Passes with flying green colors. Commit: test showing rename to non-integer in subset of flat file.

Summary

Added in Post

One thing came out of this that I only realized in final review of this article. The __contains__ method and NotImplementedError stuff was my early attempt at allowing implementations to provide some capability optionally, in this case, inclusion.

I now think that was not the right way to handle the issue. I think I’d prefer that the base of implementations would provide a default implementation that must work, and that the XSet level should just speak in the terms it understands. Those come down to inclusion and iteration, which I believe are the two primitives that are necessary and sufficient for set theory. I want to think more about this but I believe that what we have now is better than what we had before.

Read on … back to the standard timeline:

Well. That was interesting. I noticed the possibility for a nice little refactoring. And it was nice, taking seven lines of code down to one. That led, however, to the recognition that the one line only did what Python would do anyway, so we “could” remove our method entirely.

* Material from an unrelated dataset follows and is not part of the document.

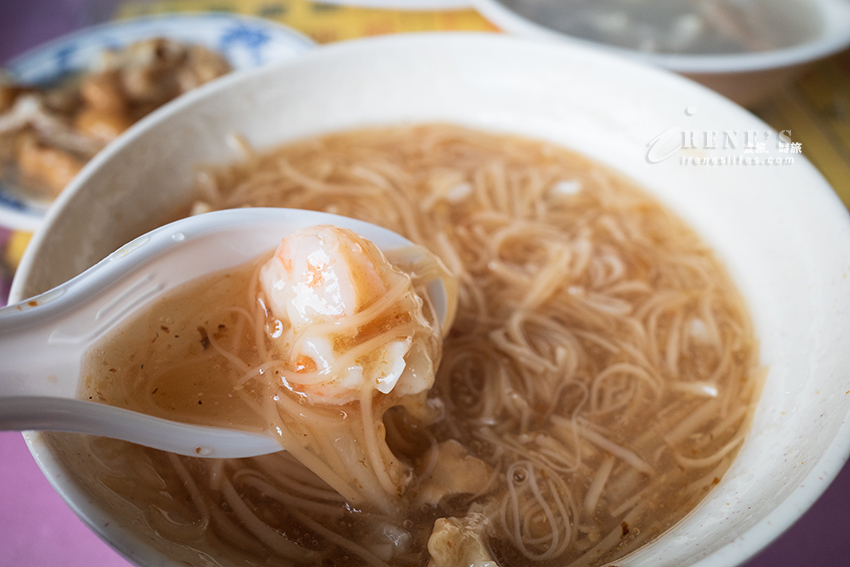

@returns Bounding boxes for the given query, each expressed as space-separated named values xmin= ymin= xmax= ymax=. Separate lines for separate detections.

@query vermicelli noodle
xmin=78 ymin=124 xmax=760 ymax=567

That didn’t quite work, because our use of NotImplementedError is incompatible with the inner workings of Python. That took a bit of thinking, unwinding, and explaining.

A bit uncertain

I’m not entirely sure whether to feel good or badly about this. In making our Python XSets as Pythonic as we can, we need to deal with a number of Pythons “dunder” methods, the inner workings of what makes it the powerful and pleasant language that it is. That kind of work, wiring new objects into a powerful object hierarchy, is always tricky and requires some pretty deep knowledge of the mystic arts.

Deep in the bag

I am working rather deep in the bag of tricks, intentionally, and even though I’ve written almost 400 articles using Python — OMG what is wrong with me?!?! — I haven’t worked in the deep innards all that much, so I need to expect to learn better ways to do things. So far, my tests seem to be keeping me honest.

But you are a fool!

I freely grant that it’s a bit scary. I am just a bit concerned that I will embarrass myself with some kind of goof mistake that will make me look like a fool. But wait: I am a fool. So if I learn something, even by falling on my face, I’ll be a bit less of a fool.

So it’s OK. And anyway, the tests all run. How bad could it be?

Stop by next time and find out. See you then!


Notes as of now

  • Should XFlatFile be limited to only scope-set = 1..n? (No, scope_set can be used for random access.)
  • Lex underbar ala “total_pay”
  • refactor result method. (I would have to search to find out what this refers to.)
  • Should XSet implement __contains__?
  • Should we use complex scopes like <salary, int>?
  • Improve restrict code?
  • Use reduce in XFlat fields?
  • XRelation - one set of scopes for entire set, save memory?
  • Spill storage - tuples could be easy to store?
  • Better use of map and other itertools?
  • Remember scopes in project operator? (Not sure what this means.)
  • Improve Flat symbol table? Use XST in it?
  • Could a, b, c = Xset return three tuples? (Probably not.)
  • Does re_scope use comprehensions?
  • What about very large sets?
  • Do we want is_null?